Classes	Mid-point $\left(x_i\right)$	Frequency $\left(f_i\right)$	$f_i\times x_i$
0-50	25	2	50
50-100	75	3	225
100-150	125	5	625
150-200	175	6	1050
200-250	225	5	1125
250-300	275	3	825
300-350	325	1	325
	Total	$\sum _{}^{}{f}_i=25$	$\sum _{}^{}{f}_i{x}_i=4225$

We know that mean is defined as $m={\displaystyle \frac{\sum _{}^{}{f}_i{x}_i}{\sum _{}^{}{f}_i}}$.
$\Rightarrow m={\displaystyle \frac{4225}{25}}$.
$\therefore m=169$.
So, we have found the mean of the frequency distribution as 169.
Now, let us find the median of the given frequency distribution.
Let us find the cumulative frequency for each of the class intervals.

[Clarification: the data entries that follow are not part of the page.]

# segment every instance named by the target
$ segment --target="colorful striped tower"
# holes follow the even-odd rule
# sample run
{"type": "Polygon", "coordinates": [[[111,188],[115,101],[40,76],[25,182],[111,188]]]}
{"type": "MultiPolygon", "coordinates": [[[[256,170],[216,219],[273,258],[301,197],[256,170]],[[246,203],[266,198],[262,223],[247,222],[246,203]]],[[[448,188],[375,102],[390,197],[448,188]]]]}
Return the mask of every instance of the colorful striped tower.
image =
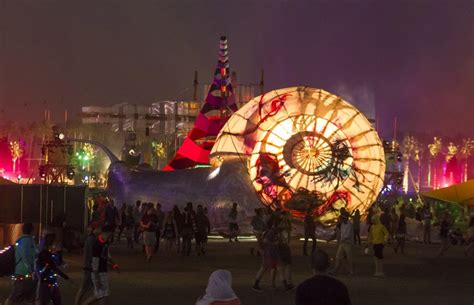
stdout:
{"type": "Polygon", "coordinates": [[[232,90],[227,38],[221,37],[214,80],[194,127],[184,139],[173,160],[163,170],[193,168],[209,164],[209,153],[217,134],[237,105],[232,90]]]}

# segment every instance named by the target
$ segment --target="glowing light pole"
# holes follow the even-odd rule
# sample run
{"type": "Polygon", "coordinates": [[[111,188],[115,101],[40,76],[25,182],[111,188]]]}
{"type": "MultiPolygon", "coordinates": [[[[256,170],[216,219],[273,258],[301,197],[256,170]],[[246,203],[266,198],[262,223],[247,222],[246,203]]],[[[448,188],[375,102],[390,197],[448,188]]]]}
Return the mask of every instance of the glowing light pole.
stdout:
{"type": "Polygon", "coordinates": [[[13,162],[13,172],[16,172],[16,163],[23,156],[23,149],[18,141],[10,141],[10,154],[13,162]]]}

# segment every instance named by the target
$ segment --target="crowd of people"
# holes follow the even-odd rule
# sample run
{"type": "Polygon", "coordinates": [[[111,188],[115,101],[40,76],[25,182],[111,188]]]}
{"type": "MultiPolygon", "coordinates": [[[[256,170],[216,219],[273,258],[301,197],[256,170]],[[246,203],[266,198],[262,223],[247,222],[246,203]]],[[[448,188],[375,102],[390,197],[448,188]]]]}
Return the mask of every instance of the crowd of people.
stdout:
{"type": "MultiPolygon", "coordinates": [[[[418,212],[417,212],[418,214],[418,212]]],[[[344,208],[339,211],[336,224],[337,251],[334,266],[330,267],[330,258],[317,245],[316,224],[313,211],[309,209],[304,217],[303,255],[311,257],[314,277],[296,287],[292,280],[292,252],[290,241],[292,235],[292,217],[284,209],[272,210],[269,207],[255,210],[251,219],[253,233],[257,239],[252,255],[261,257],[261,265],[255,276],[252,289],[263,291],[260,283],[265,274],[270,274],[272,288],[277,288],[277,276],[285,291],[296,288],[295,304],[317,303],[324,298],[337,295],[340,303],[350,304],[347,288],[334,276],[342,272],[347,265],[347,273],[353,275],[354,251],[361,245],[361,214],[358,210],[349,213],[344,208]],[[311,241],[311,247],[308,247],[311,241]],[[314,294],[314,291],[319,291],[314,294]]],[[[431,225],[433,216],[429,209],[419,211],[423,224],[423,242],[431,243],[431,225]],[[429,229],[429,230],[428,230],[429,229]]],[[[418,216],[417,216],[418,217],[418,216]]],[[[366,219],[368,234],[364,252],[372,252],[374,257],[374,276],[383,277],[384,249],[391,244],[395,253],[405,252],[407,240],[406,215],[401,209],[369,209],[366,219]]],[[[417,219],[418,220],[418,219],[417,219]]],[[[233,204],[228,214],[229,242],[238,242],[238,205],[233,204]]],[[[38,245],[33,239],[34,227],[25,223],[23,235],[15,243],[14,284],[5,304],[18,304],[23,301],[36,302],[37,305],[60,305],[61,292],[58,277],[69,280],[62,271],[61,247],[56,247],[56,232],[46,228],[38,245]]],[[[134,206],[124,204],[118,209],[112,200],[102,205],[95,205],[90,217],[88,235],[84,242],[83,277],[76,295],[75,304],[105,303],[110,294],[108,272],[120,272],[117,263],[112,259],[110,245],[125,237],[126,246],[133,249],[137,245],[143,249],[146,261],[160,251],[160,244],[165,256],[180,254],[189,256],[192,252],[192,240],[196,255],[206,255],[207,238],[211,225],[207,210],[188,202],[181,212],[178,206],[170,211],[163,211],[159,203],[137,201],[134,206]]],[[[474,252],[474,218],[471,217],[467,238],[456,237],[452,229],[449,214],[444,214],[440,221],[439,238],[441,245],[438,255],[443,255],[455,241],[465,245],[465,254],[474,252]]],[[[205,294],[197,300],[197,305],[239,305],[240,300],[232,289],[232,275],[227,270],[216,270],[209,278],[205,294]]],[[[329,304],[329,303],[328,303],[329,304]]]]}
{"type": "MultiPolygon", "coordinates": [[[[196,244],[196,254],[205,255],[211,230],[207,208],[197,205],[195,210],[192,202],[188,202],[183,211],[176,205],[170,211],[163,211],[160,203],[140,200],[136,201],[135,206],[123,204],[120,209],[112,200],[103,206],[97,203],[91,215],[91,226],[97,228],[103,225],[111,228],[112,243],[117,235],[119,241],[125,236],[127,248],[141,245],[148,262],[161,246],[168,256],[173,253],[189,256],[192,240],[196,244]]],[[[236,226],[238,230],[236,223],[231,223],[231,226],[236,226]]],[[[237,235],[233,238],[237,240],[237,235]]]]}

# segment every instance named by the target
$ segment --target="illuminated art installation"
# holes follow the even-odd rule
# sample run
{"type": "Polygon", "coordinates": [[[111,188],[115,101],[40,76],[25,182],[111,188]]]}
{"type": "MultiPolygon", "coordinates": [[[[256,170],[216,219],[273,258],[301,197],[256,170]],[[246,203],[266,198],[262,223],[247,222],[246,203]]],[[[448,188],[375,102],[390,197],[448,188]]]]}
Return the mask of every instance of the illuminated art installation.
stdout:
{"type": "Polygon", "coordinates": [[[208,165],[209,153],[214,145],[214,140],[235,111],[237,111],[237,105],[230,78],[227,38],[222,36],[214,79],[205,103],[196,118],[193,129],[184,139],[174,159],[164,170],[171,171],[193,168],[196,165],[208,165]]]}
{"type": "Polygon", "coordinates": [[[345,207],[361,213],[376,200],[385,172],[381,141],[354,106],[307,87],[255,97],[225,124],[211,164],[240,159],[265,205],[322,222],[345,207]]]}

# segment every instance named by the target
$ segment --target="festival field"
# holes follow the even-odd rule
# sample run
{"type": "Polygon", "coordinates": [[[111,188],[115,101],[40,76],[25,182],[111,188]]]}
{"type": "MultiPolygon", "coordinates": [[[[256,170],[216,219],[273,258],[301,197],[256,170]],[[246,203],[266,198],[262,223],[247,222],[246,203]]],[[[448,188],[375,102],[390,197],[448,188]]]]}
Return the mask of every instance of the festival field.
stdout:
{"type": "MultiPolygon", "coordinates": [[[[234,289],[243,305],[291,305],[294,292],[272,290],[266,276],[262,293],[251,290],[260,258],[250,256],[253,242],[212,242],[206,257],[164,257],[159,255],[151,264],[145,262],[140,251],[114,246],[113,254],[122,272],[111,273],[113,305],[192,305],[203,293],[209,274],[215,269],[233,273],[234,289]]],[[[302,243],[293,242],[294,282],[311,275],[307,257],[301,255],[302,243]]],[[[335,244],[320,246],[332,256],[335,244]]],[[[338,276],[349,288],[355,305],[471,305],[474,302],[474,258],[466,258],[463,248],[452,247],[442,258],[434,258],[437,245],[409,243],[407,254],[396,255],[386,248],[386,274],[383,279],[373,278],[372,257],[357,248],[355,276],[338,276]]],[[[81,255],[67,257],[68,273],[74,284],[81,280],[81,255]]],[[[0,279],[1,301],[9,291],[10,281],[0,279]]],[[[62,283],[63,304],[73,304],[76,288],[62,283]]],[[[317,293],[317,291],[315,291],[317,293]]]]}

Classes	Frequency	Cumulative frequency
0-50	2	2
50-100	3	5
100-150	5	10
150-200	6	16
200-250	5	21
250-300	3	24
300-350	1	25

We know that the cumulative frequency of the last class interval is equal to the sum of all the frequencies given.
So, we get $\sum _{}^{}{f}_i=25$. We know that the median lies at the cumulative frequency ${\displaystyle \frac{25+1}{2}}=13$. We can see that this occurs at the class interval $150-200$.
We know that the median of the grouped data is defined as $m_d=L_i+{\displaystyle \frac{{\displaystyle \frac{N}{2}}-c{f}_{i-1}}{f_i}}\times I$.
Where $L_i$ = lower limit of the class interval in which we get the median = 150.
N = sum of all the frequencies given = 25.
$c{f}_{i-1}$ = cumulative frequency of the class interval which is just before the interval we get the median = 10.
$f_i$ = frequency of the interval where we get the median = 6.
I = width of the class interval = 50.
So, we get $m_d=150+{\displaystyle \frac{{\displaystyle \frac{25}{2}}-10}{6}}\times 50$.
$\Rightarrow m_d=150+{\displaystyle \frac{12.5-10}{6}}\times 50$.
$\Rightarrow m_d=150+{\displaystyle \frac{2.5}{6}}\times 50$.
$\Rightarrow m_d=150+20.83$.
$\therefore m_d=170.83$.
∴ We have found the median as 170.83.
Now, let us find the mode of the given frequency distribution.

Classes	Frequency
0-50	2
50-100	3
100-150	5
150-200	6
200-250	5
250-300	3
300-350	1

Now, let us find the class interval in which we get the higher frequency in which we get the mode.
We can see that the frequency is higher in the class interval $150-200$, which is the modal interval.
We know that the mode of a grouped data is defined as $m_e=L+{\displaystyle \frac{f_m-f_{m-1}}{(f_m-f_{m-1})+(f_m-f_{m+1})}}\times I$.
Where, L = Lower limit of the modal interval = 150.
$f_m$ = frequency of the modal interval = 6.
$f_{m-1}$ = frequency of the class interval which is before modal interval = 5.
$f_{m+1}$ = frequency of the class interval which is after modal interval = 5.
I = Width of the class interval = 50.
So, we get $m_e=150+{\displaystyle \frac{6-5}{(6-5)+(6-5)}}\times 50$.
$\Rightarrow m_e=150+{\displaystyle \frac{1}{1+1}}\times 50$.
$\Rightarrow m_e=150+25$.
$\therefore m_e=175$.
So, we have found the mode of the given frequency distribution as 175.

Note:
We should know that the obtained values of mean, median and mode are estimates that need not be the exact correct values. We should not confuse the formula of one with the other while solving this problem. We should not make calculation mistakes while solving this problem. Similarly, we can check the condition mean = 3median – 2mean after getting their values.